Why Pipelines Matter

The Data Leakage Problem

Data leakage happens when information from outside the training set influences the model during training. The most common form in preprocessing looks like this:

# WRONG: Data leakage -- scaler sees test data
from sklearn.preprocessing import StandardScaler
from sklearn.model_selection import train_test_split
 
scaler = StandardScaler()
X_scaled = scaler.fit_transform(X)  # Fitted on ALL data, including test
 
X_train, X_test, y_train, y_test = train_test_split(X_scaled, y, test_size=0.2)
# X_test was already influenced by scaler statistics computed on the full dataset

The scaler computes mean and standard deviation from the entire dataset, including the test samples. Your test set evaluation is now optimistic because the model indirectly "saw" information from those samples during preprocessing.

The correct approach:

# CORRECT: No leakage -- scaler fitted only on training data
X_train, X_test, y_train, y_test = train_test_split(X, y, test_size=0.2)
 
scaler = StandardScaler()
X_train_scaled = scaler.fit_transform(X_train)  # Fit only on training
X_test_scaled = scaler.transform(X_test)         # Transform only, no fitting

This works, but the manual approach gets unwieldy fast. With five preprocessing steps, you track five fitted objects and remember the correct fit_transform vs transform call for each. A Pipeline handles this automatically.

Code Organization

Beyond leakage, pipelines solve a code organization problem. Compare these two approaches:

AspectManual Preprocessingsklearn Pipeline
Data leakage riskHigh -- easy to call fit_transform on test dataNone -- pipeline enforces correct fit/transform
Code lines for train + predict10-30 lines per environment2 lines (fit, predict)
Deploying to productionSerialize each transformer separately, reconstruct orderSerialize one object with joblib
Cross-validationMust manually refit all steps per foldcross_val_score handles everything
Hyperparameter tuningManually loop through preprocessing + model paramsGridSearchCV tunes all params together
ReproducibilityDepends on execution order in notebookDeterministic -- same object, same result
DebuggingPrint shapes after each step, manuallypipeline.named_steps for inspection

Basic Pipeline Usage

The Pipeline class takes a list of (name, transformer) tuples. All steps except the last must implement fit and transform. The last step can be any estimator (classifier, regressor, or transformer).
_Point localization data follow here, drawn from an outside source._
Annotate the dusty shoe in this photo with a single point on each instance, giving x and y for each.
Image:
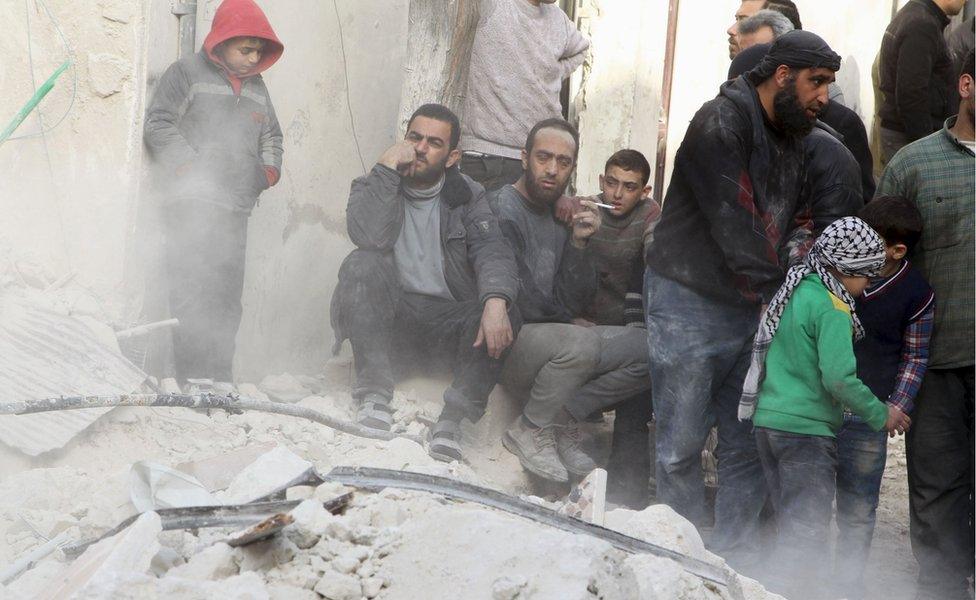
(375, 412)
(444, 438)
(569, 445)
(536, 449)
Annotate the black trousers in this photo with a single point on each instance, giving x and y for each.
(492, 172)
(940, 483)
(393, 333)
(204, 250)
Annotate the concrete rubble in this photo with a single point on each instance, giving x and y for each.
(390, 544)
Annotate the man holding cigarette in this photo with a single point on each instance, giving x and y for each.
(551, 357)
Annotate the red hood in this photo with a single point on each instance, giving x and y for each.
(237, 18)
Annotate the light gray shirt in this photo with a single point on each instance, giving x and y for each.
(417, 252)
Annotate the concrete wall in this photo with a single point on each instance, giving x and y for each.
(853, 29)
(297, 236)
(65, 196)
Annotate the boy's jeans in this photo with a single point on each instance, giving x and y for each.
(699, 355)
(800, 472)
(861, 454)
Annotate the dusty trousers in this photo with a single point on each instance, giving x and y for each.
(940, 483)
(204, 247)
(393, 333)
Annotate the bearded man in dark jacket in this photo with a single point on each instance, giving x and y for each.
(215, 145)
(732, 219)
(431, 278)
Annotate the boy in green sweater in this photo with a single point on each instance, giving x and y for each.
(803, 373)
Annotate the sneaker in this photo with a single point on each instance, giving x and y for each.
(569, 445)
(375, 412)
(536, 449)
(444, 438)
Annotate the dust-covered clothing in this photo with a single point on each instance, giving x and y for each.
(215, 145)
(520, 57)
(386, 322)
(558, 280)
(210, 133)
(733, 210)
(618, 249)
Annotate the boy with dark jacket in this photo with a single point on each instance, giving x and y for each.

from sklearn.pipeline import Pipeline
from sklearn.preprocessing import StandardScaler
from sklearn.linear_model import LogisticRegression
 
# Create pipeline with named steps
pipe = Pipeline([
    ('scaler', StandardScaler()),
    ('classifier', LogisticRegression(max_iter=1000))
])

Fitting and Predicting

When you call pipe.fit(X_train, y_train), the pipeline:

  1. Calls scaler.fit_transform(X_train, y_train) -- fits the scaler and transforms training data
  2. Passes the transformed data to classifier.fit(X_transformed, y_train)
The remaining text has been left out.